Gnus development mailing list
 help / color / mirror / Atom feed
* `S t' always returns nil
@ 2003-01-26 15:35 Christopher Splinter
  2003-01-27 17:50 ` Ted Zlatanov
  0 siblings, 1 reply; 6+ messages in thread
From: Christopher Splinter @ 2003-01-26 15:35 UTC (permalink / raw)


Hi,

I think there is something wrong with `S t' as it always
returns a spamicity of 0, even if the concerned mail is clearly
spam and is recognized as such by bogofilter, too. 

I use the most recent version of bogofilter from CVS, which
returns lines like this:

| X-Bogosity: Spam, tests=bogofilter, spamicity=0.9056373309, version=0.10.1.1.cvs.20030125

The variables which are related to bogofilter are set properly.
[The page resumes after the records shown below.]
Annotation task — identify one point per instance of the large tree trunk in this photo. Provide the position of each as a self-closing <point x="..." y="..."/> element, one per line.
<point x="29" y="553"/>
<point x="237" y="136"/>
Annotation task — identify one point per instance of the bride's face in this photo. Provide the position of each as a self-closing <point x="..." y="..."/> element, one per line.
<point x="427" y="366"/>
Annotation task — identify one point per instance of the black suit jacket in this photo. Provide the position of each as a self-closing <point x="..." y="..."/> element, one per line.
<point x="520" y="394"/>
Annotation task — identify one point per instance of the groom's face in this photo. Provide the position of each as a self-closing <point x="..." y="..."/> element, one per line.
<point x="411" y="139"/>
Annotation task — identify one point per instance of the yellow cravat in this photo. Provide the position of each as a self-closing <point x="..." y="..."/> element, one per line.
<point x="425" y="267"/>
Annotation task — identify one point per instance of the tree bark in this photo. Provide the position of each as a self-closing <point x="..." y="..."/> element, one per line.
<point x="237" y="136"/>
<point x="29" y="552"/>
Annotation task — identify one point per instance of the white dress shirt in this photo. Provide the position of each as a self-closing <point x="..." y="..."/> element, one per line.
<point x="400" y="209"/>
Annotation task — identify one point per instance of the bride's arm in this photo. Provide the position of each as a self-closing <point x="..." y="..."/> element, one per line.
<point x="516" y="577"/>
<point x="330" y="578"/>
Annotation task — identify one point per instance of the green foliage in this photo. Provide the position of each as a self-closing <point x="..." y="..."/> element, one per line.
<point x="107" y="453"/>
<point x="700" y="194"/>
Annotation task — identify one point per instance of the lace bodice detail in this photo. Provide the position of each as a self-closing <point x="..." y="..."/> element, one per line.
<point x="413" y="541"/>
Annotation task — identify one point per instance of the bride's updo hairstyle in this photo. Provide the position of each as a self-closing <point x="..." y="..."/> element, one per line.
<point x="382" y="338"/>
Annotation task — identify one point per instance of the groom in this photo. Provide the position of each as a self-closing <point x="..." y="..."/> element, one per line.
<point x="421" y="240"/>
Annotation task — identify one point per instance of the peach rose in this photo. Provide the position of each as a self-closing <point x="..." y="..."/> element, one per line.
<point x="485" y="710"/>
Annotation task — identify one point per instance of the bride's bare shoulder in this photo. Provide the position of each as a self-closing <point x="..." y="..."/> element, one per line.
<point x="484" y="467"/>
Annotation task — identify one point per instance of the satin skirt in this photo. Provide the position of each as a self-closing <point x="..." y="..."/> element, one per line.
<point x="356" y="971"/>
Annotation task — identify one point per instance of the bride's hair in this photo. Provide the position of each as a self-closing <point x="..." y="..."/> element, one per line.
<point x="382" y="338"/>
^ permalink raw reply	[flat|nested] 6+ messages in thread

* Re: `S t' always returns nil
  2003-01-26 15:35 `S t' always returns nil Christopher Splinter
@ 2003-01-27 17:50 ` Ted Zlatanov
  2003-01-27 19:01   ` Christopher Splinter
  0 siblings, 1 reply; 6+ messages in thread
From: Ted Zlatanov @ 2003-01-27 17:50 UTC (permalink / raw)
  Cc: ding

On Sun, 26 Jan 2003, chris@splinter.inka.de wrote:
> Hi,
> 
> I think there is something wrong with `S t' as it always
> returns a spamicity of 0, even if the concerned mail is clearly
> spam and is recognized as such by bogofilter, too. 
> 
> I use the most recent version of bogofilter from CVS, which
> returns lines like this:
> 
>| X-Bogosity: Spam, tests=bogofilter, spamicity=0.9056373309,
>| version=0.10.1.1.cvs.20030125
> 
> The variables which are related to bogofilter are set properly.

Hmm, the version I used for testing had lines like this:

X-Bogosity: Yes, tests=bogofilter, spamicity=0.567040, version=0.9.1.2

so I wrote spam-check-bogofilter-headers to look for "X-Bogosity: Yes"
headers, see below.

(defun spam-check-bogofilter-headers (&optional score)
  (let ((header (message-fetch-field spam-bogofilter-header)))
      (when (and header
	       (string-match "^Yes" header))
	  (if score
	      (when (string-match "spamicity=\\([0-9.]+\\)" header)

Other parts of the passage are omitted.